Nor does Abramson impress with statements like this one:
[Giuliani] keeps messing up. On. . .talk shows last week, Giuliani denied Trump was guilty of any collusion. The next day he was arguing that collusion was not a crime, anyway. Which is it?
It’s both, at least according to Giuliani. Hasn’t Abramson ever heard of arguing in the alternative?
There is is also this from Abramson:
I’ve talked to influential business people in New York who know both men [Giuliani and Trump] and did business with them in the 1990s, when Giuliani was New York mayor and Trump was rising as the city’s most egotistical developer. They say they no longer recognise the two men as the sharp, savvy acts they were back then.
But Trump rose from egotistical develop to egotistical U.S. president. This triumph, against considerable odds, suggests he is at least as sharp and savvy as ever. If influential business people in New York don’t recognize this, they may be the ones who aren’t sharp and savvy.
Andy McCarthy is plenty sharp and savvy. He sees Giuliani’s blustery, unlawyerly performances as part of an effective effort to drive down public support for Robert Mueller and his partisan team. Behind that effort is a recognition that Trump’s real jeopardy is political, not legal. It lies with impeachment, not criminal indictment.
McCarthy writes:
[B]e mindful that we are not dealing with a normal criminal probe. Usually, if there is a realistic chance to avoid being indicted, the subject of an investigation has great incentive to cooperate with, or at least avoid antagonizing, the prosecutor. Here, in stark contrast, the president is not going to be criminally charged. Quite apart from the lack of sufficient evidence, Justice Department policy forbids the indictment of a sitting president. To the extent the investigation bears on Trump, it has always been about impeachment, not criminal liability.
If the only things on the table are “collusion with Russia” and obstruction allegations, President Trump knows he will never be removed from office. But he would obviously like to avoid being impeached (i.e., formally accused of high crimes and misdemeanors). It takes only a simple majority vote in the House to approve articles of impeachment. If the Democrats win control in the midterms, that’s a real peril.
Given this reality, the Trump-Giuliani approach makes sense:
Because there will be no indictment, the president’s attorneys have the luxury of not fretting over things defense lawyers normally worry about — namely, avoiding statements that prosecutors can use against the client in court.

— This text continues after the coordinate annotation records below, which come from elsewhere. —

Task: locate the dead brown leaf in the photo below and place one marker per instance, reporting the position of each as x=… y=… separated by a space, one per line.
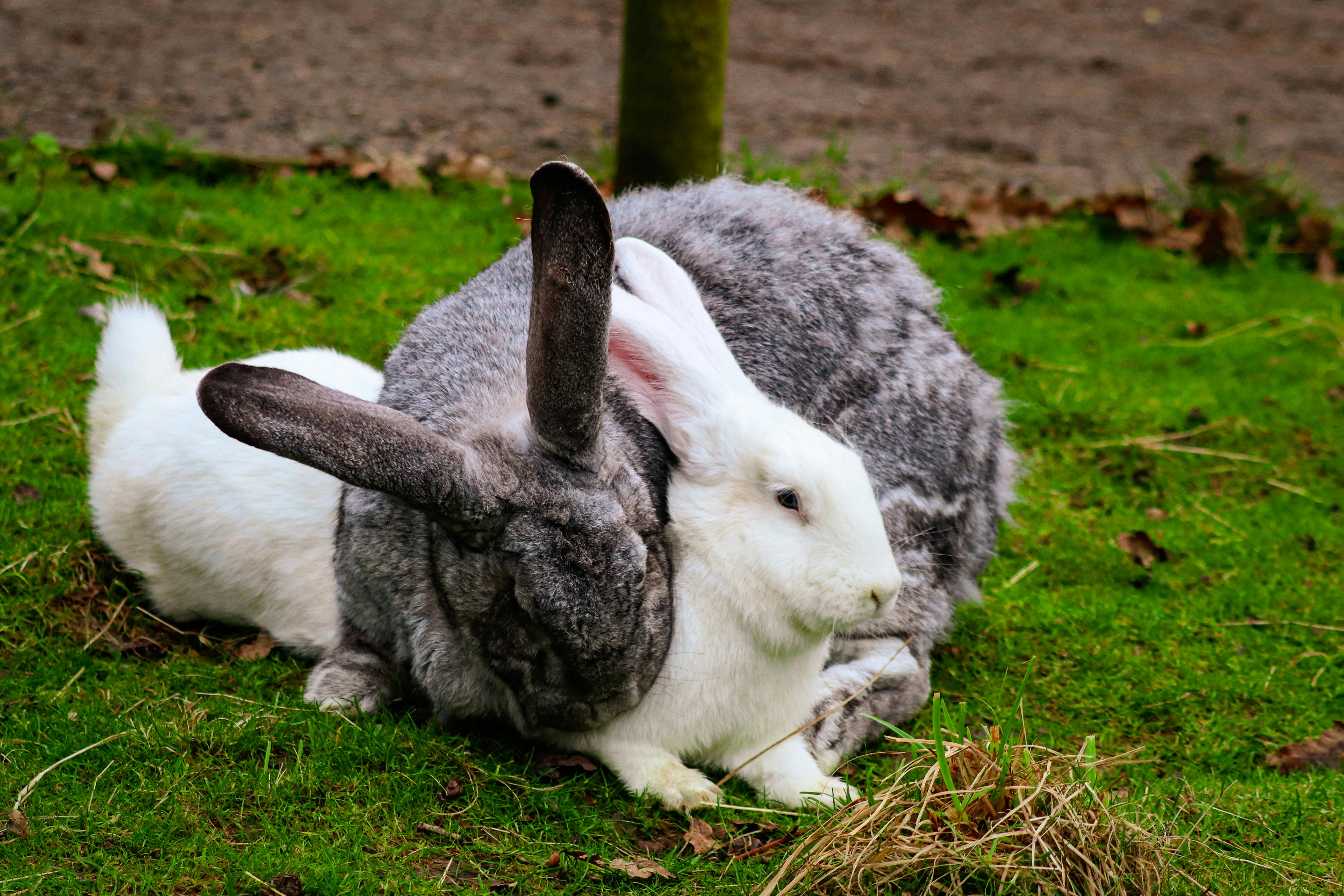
x=328 y=158
x=259 y=648
x=1326 y=268
x=1221 y=237
x=557 y=765
x=642 y=868
x=19 y=824
x=1326 y=751
x=1134 y=213
x=905 y=214
x=1142 y=549
x=462 y=166
x=104 y=171
x=745 y=844
x=93 y=257
x=659 y=844
x=1314 y=234
x=1005 y=210
x=701 y=837
x=23 y=493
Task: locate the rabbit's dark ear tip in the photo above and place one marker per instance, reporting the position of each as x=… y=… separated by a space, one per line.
x=556 y=176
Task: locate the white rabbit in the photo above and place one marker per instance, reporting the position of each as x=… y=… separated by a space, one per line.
x=777 y=542
x=217 y=528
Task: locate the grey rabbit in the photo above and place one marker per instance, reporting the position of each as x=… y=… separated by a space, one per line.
x=501 y=539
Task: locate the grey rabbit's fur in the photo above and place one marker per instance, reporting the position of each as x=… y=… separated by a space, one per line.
x=502 y=538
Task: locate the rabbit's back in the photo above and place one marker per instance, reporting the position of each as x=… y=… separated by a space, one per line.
x=843 y=330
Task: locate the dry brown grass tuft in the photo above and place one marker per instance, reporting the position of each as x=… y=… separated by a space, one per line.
x=987 y=817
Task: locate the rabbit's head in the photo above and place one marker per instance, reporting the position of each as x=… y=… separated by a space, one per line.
x=548 y=512
x=779 y=512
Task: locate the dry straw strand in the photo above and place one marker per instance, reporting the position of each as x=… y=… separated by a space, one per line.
x=1038 y=823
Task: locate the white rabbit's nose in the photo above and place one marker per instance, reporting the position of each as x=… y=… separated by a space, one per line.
x=885 y=594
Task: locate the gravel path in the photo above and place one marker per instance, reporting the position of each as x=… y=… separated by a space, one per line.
x=1070 y=96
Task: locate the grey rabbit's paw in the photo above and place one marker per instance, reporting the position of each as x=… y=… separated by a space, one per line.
x=351 y=679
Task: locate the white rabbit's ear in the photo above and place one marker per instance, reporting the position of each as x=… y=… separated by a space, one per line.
x=662 y=284
x=666 y=375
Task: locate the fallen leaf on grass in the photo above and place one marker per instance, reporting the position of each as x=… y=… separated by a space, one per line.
x=746 y=844
x=1221 y=237
x=1326 y=751
x=701 y=837
x=902 y=216
x=1132 y=213
x=288 y=884
x=1140 y=217
x=93 y=257
x=19 y=824
x=659 y=844
x=402 y=173
x=104 y=171
x=642 y=868
x=1003 y=211
x=1326 y=269
x=23 y=493
x=1314 y=234
x=257 y=649
x=1142 y=549
x=553 y=764
x=462 y=166
x=433 y=829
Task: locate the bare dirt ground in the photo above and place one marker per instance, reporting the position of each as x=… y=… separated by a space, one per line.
x=1070 y=96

Since impeachment is political, what matters is public opinion — the thing that moves Congress.
That’s what Trump and his attorneys are trying to influence. If they succeed well enough, it could help Republicans retain the House in the midterms — i.e., the prospect of an unpopular impeachment would become an electoral liability for Democrats. Even if Democrats take the House by a narrow margin, Trump’s strategy might dissuade the small number of Democrats he would need from jumping aboard an impeachment bandwagon.
Accordingly:
Rudy is not worried that the prosecutor may indict the president — ain’t gonna happen. He is trained on doing to Mueller what Clinton’s allies did to Starr. This is politics, and he’s acting like a modern, media-manipulating politician.
There is evidence that Giuliani’s approach is working. Robert Mueller’s probe is now viewed unfavorably by 45 percent of Americans, according to a recent Washington Post/George Mason University poll. At the beginning of the year, only 31 percent viewed it unfavorably.
McCarthy doesn’t condone the Trump-Giuliani approach. He calls it “winning ugly.”
Agreed. But Trump’s opponents are also trying to win ugly. They are determined to destroy this president — to find something he said or did that they can use to accomplish what they failed to achieve at the ballot box.
Under these circumstances, I don’t condemn Trump and his team for fighting back as they have.